One of the key needs for socio-economic development in the developing countries is energy. Energy is the backbone of the economy and lack of it can have devastating effects on the economic and social development of a country. In Kenya, the main source of electricity has heavily relied on methods of electricity production which are highly dependent on prevailing climatic conditions, the main source being hydropower. Over reliance on this power generation technique has led to serious nation-wide power blackouts in the years when the country has suffered drought.

Thanks to changing perceptions and improved awareness both in the public and private sectors, and coupled with technological advancements, renewable forms of energy have slowly but steadily been integrated into the country’s energy mix. This has had positive effects such as creating employment opportunities, reducing the country’s carbon footprint among other benefits.

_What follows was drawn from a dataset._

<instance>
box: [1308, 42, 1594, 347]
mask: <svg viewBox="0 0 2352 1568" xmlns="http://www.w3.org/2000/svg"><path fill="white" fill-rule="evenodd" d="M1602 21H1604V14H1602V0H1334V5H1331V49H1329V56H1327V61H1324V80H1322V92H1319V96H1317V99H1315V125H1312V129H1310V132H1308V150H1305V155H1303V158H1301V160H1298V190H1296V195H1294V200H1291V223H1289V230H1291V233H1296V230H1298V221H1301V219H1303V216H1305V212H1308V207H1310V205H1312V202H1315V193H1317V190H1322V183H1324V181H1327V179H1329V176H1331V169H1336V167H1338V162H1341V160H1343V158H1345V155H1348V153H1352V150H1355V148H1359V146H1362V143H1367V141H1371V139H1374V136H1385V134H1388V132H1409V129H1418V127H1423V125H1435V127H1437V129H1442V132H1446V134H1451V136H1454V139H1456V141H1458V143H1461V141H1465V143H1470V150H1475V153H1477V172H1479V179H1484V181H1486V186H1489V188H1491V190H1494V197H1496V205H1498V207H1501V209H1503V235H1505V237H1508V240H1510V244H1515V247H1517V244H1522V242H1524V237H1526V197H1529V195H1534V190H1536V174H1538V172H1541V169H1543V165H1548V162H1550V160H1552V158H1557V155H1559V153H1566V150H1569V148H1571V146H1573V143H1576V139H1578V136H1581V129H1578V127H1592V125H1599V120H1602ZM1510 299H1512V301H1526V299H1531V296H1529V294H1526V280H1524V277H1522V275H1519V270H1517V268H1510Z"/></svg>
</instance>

This paper takes an in-depth look into the renewable energy systems in the country, paying attention to the wind power systems and the solar or PV power systems. We take a look at how these two systems can be integrated to develop hybrid wind-solar power systems, a process we shall refer to as hybridization. Hybrid energy system is a good solution to providing power in rural areas where grid connection is not a viable option, or in instances where the grid is available but there is a need to supplement it. A hybrid power system is one that utilizes more than one source of power production. In this paper, I discuss the selection of site for a hybrid power plant, the layout of the plant, sizing of the components, economic viability and installation of the plant with connection to the grid.